Bridge | 20 February 2021

20 February 2021

9:00 AM

20 February 2021

9:00 AM

In general, I don’t like to play bridge just for fun: I prefer the cut-throat atmosphere of a tournament, or the adrenaline rush of high-stake rubber. But a couple of times a year I meet up with old friends at the card table: there’s lots of banter, too much wine, and the bridge gets sillier as the night wears on. I’ve been sorely missing these evenings, and fondly remembering our three rules: to play quickly, avoid lengthy post-mortems, and abide by ‘Zia’s Law’. This is based on a tip Zia Mahmood gave me long ago. It was obviously a joke, but he swore it worked miracles. It goes like this: if your partner is dealer and there are two passes to you, you should open a spade without looking at your hand. It turns out to be amazingly effective — your opponents seldom know what to do.

This hand occurred during our last game. It’s memorable not just because I opened a spade blind, then saw I had six of the beauties, but because I punted slam and misplayed it in haste.
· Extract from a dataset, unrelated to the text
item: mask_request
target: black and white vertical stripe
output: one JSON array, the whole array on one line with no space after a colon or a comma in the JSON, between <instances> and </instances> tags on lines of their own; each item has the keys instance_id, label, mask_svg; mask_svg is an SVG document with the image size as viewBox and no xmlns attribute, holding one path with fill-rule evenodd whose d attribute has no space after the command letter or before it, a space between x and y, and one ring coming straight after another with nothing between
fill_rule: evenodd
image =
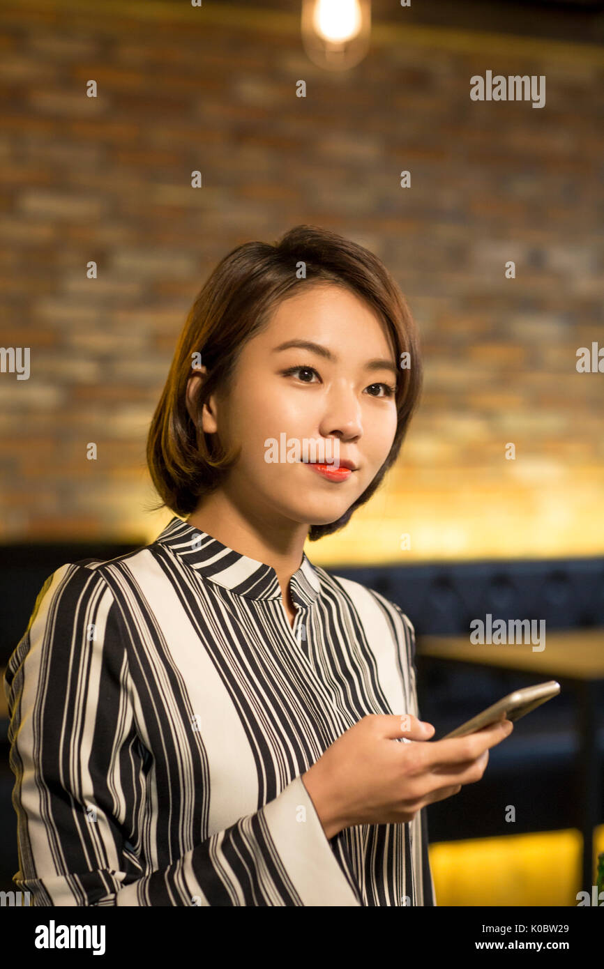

West led the ♣K. I won with the A♣, drew two trumps and… blast, when East didn’t follow, I’d already blown it. Now I had to hope diamonds broke 3-3, as I needed to cash the ◆AKQ, then cross to a trump in dummy and discard a heart on the ◆J. No such luck. What I should have done, I saw too late, is duck the club lead. Then, on winning the club (or any other) continuation, I can discard a top diamond on the ♣A, draw two rounds of trumps and cash my two remaining diamonds, play a third trump to dummy and discard two hearts on the ◆J10. It’s all very well playing Zia’s Law, but it would help to play like the man who invented it.

Got something to add? Join the discussion and comment below.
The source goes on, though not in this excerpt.